コンピュータセミナー
2001.6.8



  1. 本日の作業内容

    1. 電子メール説明補足
    2. World Wide Web
      1. Web概略
      2. URL
      3. Netscape設定
      4. HTML入門
    3. 今日の実習
    4. 本日の復習課題
    5. 次週の内容


  2. 電子メール説明補足

    前回の授業で説明が抜けていた部分について補足しておく。一つ目は署名のしきり線に関するもので、Sylpheedにおいて、新規にメールを作成するとでてくる−−についてである。その記号はUNIX系のMUAにおいて慣習的に使用されていた署名の始まりを意味する区切り線である。メールはウィンドウの一番上から書き始め、本文が終わった後に署名を付け加える。本文と署名を分ける区切りが--である。これは、Sylpheedの「設定」メニューの「全般の設定」にある「作成」タブを選択すると「署名の区切り」と言う項目があるので、そこで好きな記号や何も付けないような設定が出来る。今後は、本文は区切り線よりも上、署名は下に付けるという「常識」を守って、経験豊かな人から笑われないようにしよう。

    次は、メッセージの返信時にサブジェクトに自動的に加えられるRe:についてである。一見何かの略に見えるが、これは辞書にも出ているれっきとした単語である。元はラテン語であり「〜に関して」という意味である。商売などのビジネスにおいて、例えば「お問い合わせの件について」などのように書簡の見出として使用する習慣が電子メールに取り込まれたものである。ただし、ここで実装する際に問題が生じ、現在でも混乱の元となっている。

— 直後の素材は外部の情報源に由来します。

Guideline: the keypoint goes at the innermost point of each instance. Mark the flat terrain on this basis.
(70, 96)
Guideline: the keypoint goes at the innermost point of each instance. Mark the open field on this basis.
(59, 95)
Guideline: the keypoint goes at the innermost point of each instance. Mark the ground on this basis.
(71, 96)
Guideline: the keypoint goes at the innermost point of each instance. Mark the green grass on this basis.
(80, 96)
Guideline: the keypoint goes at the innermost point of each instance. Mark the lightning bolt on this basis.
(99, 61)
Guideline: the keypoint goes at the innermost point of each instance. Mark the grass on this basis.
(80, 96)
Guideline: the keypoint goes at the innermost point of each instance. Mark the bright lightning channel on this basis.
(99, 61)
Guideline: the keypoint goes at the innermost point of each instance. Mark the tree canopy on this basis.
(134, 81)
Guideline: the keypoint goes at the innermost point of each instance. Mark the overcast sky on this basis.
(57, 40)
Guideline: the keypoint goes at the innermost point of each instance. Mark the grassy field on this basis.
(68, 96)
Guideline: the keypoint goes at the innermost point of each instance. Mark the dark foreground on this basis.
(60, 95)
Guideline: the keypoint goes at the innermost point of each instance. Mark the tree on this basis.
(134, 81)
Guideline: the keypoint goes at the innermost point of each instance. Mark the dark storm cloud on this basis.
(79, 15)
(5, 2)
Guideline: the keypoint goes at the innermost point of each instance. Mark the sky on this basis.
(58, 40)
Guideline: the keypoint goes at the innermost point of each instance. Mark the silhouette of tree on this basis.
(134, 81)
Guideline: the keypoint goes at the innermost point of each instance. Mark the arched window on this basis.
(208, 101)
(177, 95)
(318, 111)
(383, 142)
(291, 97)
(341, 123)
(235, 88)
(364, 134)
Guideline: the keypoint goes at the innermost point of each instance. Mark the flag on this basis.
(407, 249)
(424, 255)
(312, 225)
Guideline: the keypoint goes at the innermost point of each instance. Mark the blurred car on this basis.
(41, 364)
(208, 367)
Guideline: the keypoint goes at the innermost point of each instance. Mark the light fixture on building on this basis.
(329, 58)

    元々のReは初めて相手に書簡を送る際にも要件を説明するために用いられていた。ところが、電子メールではヘッダのフィールドとしてより一般的に使用されている「サブジェクト」(件名)という用語が用いられた。そこで、いったん誰かに送られた後、それに返信する際にどのメールへの返信かが分かるように「〜のメールに関して」という意味でReが用いられることになった。現在、ほとんどのMUAが返信の際に自動的にReを付加するようになっているのはその理由がきっかけである。

    ところが、日本において、ビジネス英語とは無縁の人々による誤解から混乱が生じてしまった。電子メールが一般化する前はパソコン通信というネットワークが利用されていたが、その時に、あるパソコン通信においてReをResponseという英語の略だと勘違いしたグループがあり、相手に対する「返信」の意味で「レスポンス」という言葉を使うようになった。そのため、返信することを「レス」と言ったり、「レスを付ける」などと言うような習慣が出来てしまった。これは明らかに誤解から始まったことであり、間違いである。誰かが「レス」などと言っていたらそれは間違った用法であることを説明してあげよう。一応、メールで返信することをReply(リプライ)というが、Reはその略ではない。

    しかし、さらに悪いことに、一部のWindows用MUAを開発する人間がレスと言うものを誤解してしまったために、メールの返信の際に、一度目はReであるが、二度目の返信にはRe<2>、三度目がRe<3>などと付けてしまうようなものを作ってしまった。本来のReの意味を知っていればとうてい考えられないことである。また、Re: Re: Re:のように果てしなく付け足していくMUAも存在する。そのようなMUAをみたら、開発者が誤解していることが明白なので、使用には注意が必要である。今後は気を付けよう。

    最後はspamメールについてである。今後、電子メールを使用していくにつれて望まないメールがたくさん自分宛に届くようになってくるだろう。種々の方法で、悪徳業者がメールアドレスを収集し利用しているし、パターンが決まっている場合であればやみくもに組み合わせたアドレスで送信してくる場合もある。そのようなメールのことをspamメールと呼ぶが、それが届いたら潔くあきらめよう。決して、返信してはいけない。配送をやめたい場合はどこそこにメールを出してくれ、というような記述がある場合が多いが、そこにメールを出すとそのメールアドレスが実際に使用しているものであることがばれてしまうので、さらに悪い結果を引き起こす。黙って、ゴミ箱に捨てて無視するしかない。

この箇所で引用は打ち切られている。